On fait face, comme infirmière référente, à toute une palette de réactions et d’émotions. Certaines patientes n’ont aucune question, d’autres vont s’asseoir et se mettre à pleurer. D’autres encore, vont être en colère avec le diagnostic car le cancer peut arriver à n’importe qui, n’importe quand, souvent, il y a un sentiment d’injustice. La maladie est difficile à vivre car les patientes ont peu de contrôle sur ce qui leur arrive et surtout n’ont pas le choix de devoir subir des traitements avec d’importants effets secondaires. On fait tout ce que l’on peut pour désamorcer, pour redonner du courage et être à leur côté durant ce combat. Je me souviens de cette patiente de 50 ans qui a compris avec le diagnostic qu’elle était mortelle dans une société qui a oublié la mortalité et que son temps était potentiellement compté. Du jour au lendemain, cette femme a eu un électrochoc, elle a remis son couple en question et s’est mise à revoir ses priorités. Comme si le cancer lui avait fait comprendre qu’elle n’avait pas forcément toute la vie devant elle.
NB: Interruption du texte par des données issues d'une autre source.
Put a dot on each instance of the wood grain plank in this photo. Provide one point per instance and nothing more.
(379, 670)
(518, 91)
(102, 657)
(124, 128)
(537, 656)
Parfois, des patientes viennent avec leurs enfants ou leur mari et on est amené à s’occuper du conjoint ou de la famille proche pour les aider à surmonter cet éventail d’émotions et d’épreuves qu’ils vont traverser.
«Lorsqu’elles reprennent goût à la vie, notre travail prend tout son sens»
On voit beaucoup de femmes s’en sortir, se battre, remporter le combat sur une maladie qui va les faire passer par des étapes très difficiles. Cette maladie a un impact très fort sur la féminité: la chirurgie sur un ou les deux seins qu’il faut parfois enlever et reconstruire, la perte de cheveux, des cils ou des sourcils, qui est souvent très difficile à accepter car c’est l’étape «de trop». Nous les aidons à conserver une bonne qualité de vie malgré tout. On se sent utile, on forme une équipe soudée et on avance ensemble avec un but commun. Je me souviens aussi d’une patiente qui m’avait beaucoup touchée dans son combat, elle venait d’accoucher et a découvert son cancer du sein en palpant une boule alors qu’elle diminuait l’allaitement de son enfant. Une situation particulièrement dure à vivre. Je l’ai suivie tout au long de sa maladie. Quelques mois après, elle m’avait envoyé quelques photos de ses vacances. Elle était souriante, entourée par ses proches, elle reprenait goût à la vie… C’est dans ce genre de moments que ma fonction et mon travail prennent tout leur sens.